1. When are you going to get that published? — There’s a giant verbal question mark clothed in an exclamation point stabbing the end of this one, so it comes across as more accusation than the product of a mildly inquiring mind. As if a snap of fingers or Samanthalike wiggle of nose makes publishers fall all over themselves to snap up your manuscript. Granted, the onset of epublishing has shifted the paradigm in a number of ways, but for many writers it hasn’t moved to the top of their wish list. The only answer that won’t lead to a round of defensive attack and clueless counterattack involves a polite smile and the words “I’m working on it.” My tweet of this one garnered several RTs, so it must have hit a fellow solar plexus…or five.

2. I quote: Hon, maybe I can help you out. Let me give you the name of a publisher I know. HELD BREATH. GASP OF DELIGHTED ANTICIPATION.OTHER SHOE DROPS. He sells his books in truck stops! — I know this sounds like I made it up in an attempt to add a bit of humor to a topic depressing to most serious writers, but I swear on my new laptop’s precious 750 gig harddrive that it really happened to me. This was a very sweet, entirely serious acquaintance…also entirely convinced they dangled the keys to my thrilling future from eager fingertips. Mine for the taking. Surprisingly, it’s very difficult to turn down such a sincere offer without crushing the crusher. But I managed it just fine. I hope. No RTs on this one, because (I sincerely hope) I stand as the lone recipient. Ever.

3. Did you try A? B? C?– This one is courtesy of the unconsciously arrogant know-it-all. Extremely helpful fellow. So certain his insights will make all the difference, even as you roll your mental eyes, thinking of the mountain of books you’ve practically memorized in your quest for the three fabled Ps–Professionalism, Proofread, Published.
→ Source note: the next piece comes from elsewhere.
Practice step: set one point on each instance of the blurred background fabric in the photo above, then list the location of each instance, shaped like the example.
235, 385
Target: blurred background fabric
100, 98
Rumor has it they reside atop a Himalayalike mountain called Persistence. If you get through the conversation without slamming a door in Mr. Know-It-All’s face or damaging his eardrums when you hang up on him rather forcibly, you get to advance to Mt. Himalayalike’s foothills without purchasing another book that contains information that will undoubtedly conflict with all the others.

4. (On being told said writer has had a story prominently published.) Disconcerting silence followed by this oh-so-complimentary phrase uttered in tones of shock and awe: Wow! You’ve got to be intelligent to do that. — I’m not sure if that says more about their own intelligence, or their my-how-terribly-flattering opinion of mine.

5. This one is in the screenwriting shade of no nos: A screenplay? LONG, MENTAL COGS TURNING SILENCE. You mean…like…a MOVIE??? — Why, no. I mean like shadow puppets frolicking across a screen door, you dunderhead! That last bit is merely wishful repartee. In reality it’s more an eneloquent “Uh huh.” BEAT “I write poems too.” That one will finish putting them into a conveniently mute near comatose state of confused disbelief, leaving me to quietly fade out of their presence.

Yes, they have all been uttered at me. Yes, I think it’s funny when I don’t think it’s depressing. And, yes indeed, people can be extremely thoughtless and strange. Fortunately, they are more often thoughtful, kind, and encouraging.